Turing’s importance runs deeper than the famous test. Oxford’s historical material on his work points out that even before the 1950 paper, he had already been sketching programs and architectures for machine intelligence in the late 1940s. With hindsight, those writings read like an early manifesto for AI, including thoughts about learning systems and artificial neural structures. He was asking what intelligence in a machine would require before the field had the language to organize itself around that question.
That matters because later histories often flatten Turing into a single thought experiment. He was not just the man who proposed a test. He was one of the first people to treat machine intelligence as an engineering project rather than a philosophical curiosity. The Computer History Museum’s timeline places his work as a prelude to later AI milestones for exactly that reason: he framed intelligence as something computers might display, not merely calculate around.
Still, calling Turing’s 1950 paper the first AI would stretch the term beyond usefulness. A paper is not a runnable system. A conceptual framework is not yet a demonstrated program. Turing deserves credit for shifting the problem from speculation to design, but not for producing the clearest early machine that historians can point to and say, yes, this was AI in action. That distinction is small on social media and huge in serious history.
There is a second reason Turing should not simply be crowned and the case closed. The standard most historians use for the first AI is not “who first imagined it,” but “who first built something that instantiated a recognizable AI method.” On that measure, Turing is the intellectual ancestor, not the final answer. He made later work legible. He did not settle the race.
Dartmouth turned a hunch into a field
The summer workshop at Dartmouth in 1956 is often described as the birth of AI, and that description is fair as long as it is read carefully. Dartmouth was the founding event of the field, not necessarily the moment the first AI program came into existence. John McCarthy, Marvin Minsky, Nathaniel Rochester, and Claude Shannon proposed the project in 1955, and the proposal appears to mark the first published use of the phrase artificial intelligence.

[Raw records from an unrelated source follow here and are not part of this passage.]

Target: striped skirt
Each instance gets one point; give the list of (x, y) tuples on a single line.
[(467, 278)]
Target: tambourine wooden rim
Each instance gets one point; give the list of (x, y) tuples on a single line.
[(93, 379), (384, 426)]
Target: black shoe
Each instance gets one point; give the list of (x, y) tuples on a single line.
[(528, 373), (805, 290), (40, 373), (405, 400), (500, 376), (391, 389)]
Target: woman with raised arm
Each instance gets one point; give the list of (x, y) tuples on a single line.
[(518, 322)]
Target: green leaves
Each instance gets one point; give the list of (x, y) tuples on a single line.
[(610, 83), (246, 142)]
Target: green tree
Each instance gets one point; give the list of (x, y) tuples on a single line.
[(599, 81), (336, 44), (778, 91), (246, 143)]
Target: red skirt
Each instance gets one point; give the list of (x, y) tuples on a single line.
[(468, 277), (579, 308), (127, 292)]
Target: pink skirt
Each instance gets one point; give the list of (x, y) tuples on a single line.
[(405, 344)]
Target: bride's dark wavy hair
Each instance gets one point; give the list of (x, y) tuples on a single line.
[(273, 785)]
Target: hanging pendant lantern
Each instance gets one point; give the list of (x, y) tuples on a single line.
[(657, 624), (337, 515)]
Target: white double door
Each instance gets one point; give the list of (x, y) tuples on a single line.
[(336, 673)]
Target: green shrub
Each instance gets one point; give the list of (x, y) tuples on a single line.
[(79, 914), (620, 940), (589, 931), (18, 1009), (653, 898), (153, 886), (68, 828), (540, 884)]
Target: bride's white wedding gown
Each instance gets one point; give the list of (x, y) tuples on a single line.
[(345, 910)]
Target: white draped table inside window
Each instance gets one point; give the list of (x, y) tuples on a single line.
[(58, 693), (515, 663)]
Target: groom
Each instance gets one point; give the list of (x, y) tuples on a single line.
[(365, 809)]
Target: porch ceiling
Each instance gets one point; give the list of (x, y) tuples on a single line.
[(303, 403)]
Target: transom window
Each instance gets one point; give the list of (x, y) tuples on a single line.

The proposal matters because it did more than name the field. It laid down an audacious research claim: intelligence, learning, language, abstraction, and self-improvement might all be described precisely enough that a machine could simulate them. You can feel the boldness of mid-century computing in that wager. It was not modest. It was not cautious. It was a declaration that mental activity belonged inside engineering.
That act of naming had real consequences. Before Dartmouth, the intellectual terrain was scattered across cybernetics, automata theory, information processing, formal logic, neuroscience, and operations research. After Dartmouth, those lines did not suddenly merge, but they gained a shared banner. A field exists differently once it has a name, a research program, and a circle of people who believe they are working on the same problem. Dartmouth supplied all three.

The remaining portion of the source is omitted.